Computer science is the study of computational systems and their use in representing important problems in science and society. Major topics include computational science, software systems, network systems, theory of computation, machine learning, and human-computer interaction.
Education in a free society must prepare citizens to make informed choices in all areas of their lives. They must be able to grasp the information being presented, analyze it, and make reasoned decisions. To accomplish these goals, students learn to collect, organize, and display relevant data to answer questions that can be addressed with data; use appropriate statistical methods and predictions that are based on data; develop and evaluate inferences and predictions that are based on data; and apply basic concepts of probability. Probability is the study of chance and the possibility that an event will occur.
The life sciences investigate the diversity, complexity, and interconnectedness of life on Earth. Students are naturally drawn to examine living things, and as they progress through the grade levels, they become capable of understanding the theories and models that scientists use to explain observations of nature.

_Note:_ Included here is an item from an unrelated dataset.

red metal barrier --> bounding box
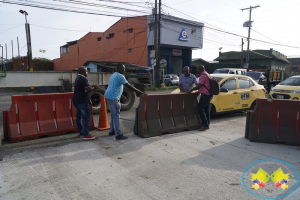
[134,93,201,138]
[4,93,94,143]
[245,98,300,146]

Measurement is best learned through direct applications or as part of other mathematical topics. A measurable attribute of an object is a characteristic that is most readily quantified and compared. Many attributes, such as length, perimeter, area, volume, and angle measure, come from the geometric realm. Other attributes are physical, such as temperature and mass. Still other attributes, such as density, are not readily measurable by direct means.
Physical science is the science of matter and energy and their interactions, and examines the physical world around us. Using the methods of the physical sciences, students learn about the composition, structure, properties and reactions of matter, and the relationships between matter and energy. Students are best able to build understanding of the physical sciences through hands-on exploration of the physical world.
Problem solving encompasses the thought processes involved in solving problems. It is both a means of developing students' knowledge of mathematics and a critical outcome of a good mathematics education. A mathematical problem, as distinct from an exercise, requires the solver to search for a method for solving the problem rather than following a set procedure. Mathematical problem solving, therefore, requires an understanding of relevant concepts, procedures, and strategies. To become good problem solvers, students need many opportunities to formulate questions, model problem situations in a variety of ways, generalize mathematical relationships, and solve problems in both mathematical and everyday contexts.
From the early grades, students develop reasoning skills by making and testing mathematical conjectures, drawing logical conclusions, and justifying their thinking in developmentally appropriate ways. As they advance through the grades, students' arguments become more sophisticated and they are able to construct formal proofs. By doing so, students learn what mathematical reasoning entails.